Last Exit & Gone World

Escaping It All
This year, give your mom what she really wants: a visit to an alternate reality.
Two of our favorite books so far in 2025 involve familiar worlds twisted by chance and malign intent into places even more troubling than our own.
“Gone World,” by Tom Sweterlitsch, follows a detective searching broken futures for the means to avert an apocalypse so uniquely disquieting we can’t stop thinking about it.
Most of the novel takes place in the back woods of Appalachia. The forest of “Gone” is the kind of place Coil loves to ramble in, a place where you can feel sad and hopeful at the same time, and a where one can brush against worlds filled with both might-have-beens and might-yet-bes.
Lana Harper, who knows a thing or two about magic circles in gothic revival dorms, pointed us toward “Last Exit” by Max Gladstone. This might have been because Augur spent the years after he left those circles driving a Challenger through parts of America that were beginning a slide into shadow.
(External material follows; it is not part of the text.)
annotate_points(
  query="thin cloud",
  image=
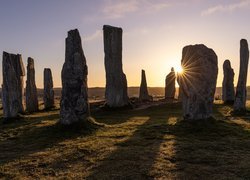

“Exit’s” hauntingly beautiful language circumscribes a group of students who discover magical portals, and realize that there is something dangerous and hungry waiting at the thresholds.
It’s hard to pick just one favorite quote from “Exit,” but this one is certainly in the running: “school was its own place . . . a special bubble full of weirdos . . . surrounded by magic circles and wards, unreal, and untouchable as fairy land. You could be someone there you hadn’t been before. You could expand to fill the space you’d cleared when you set your old self on fire. You could buckle a mask to your face and melt your face to fill the mask.”
Fair warning: both of these are difficult reads in 2025. It’s ok if your mom might prefer one of the many books we stock about smutty witches, dragons, and vampires.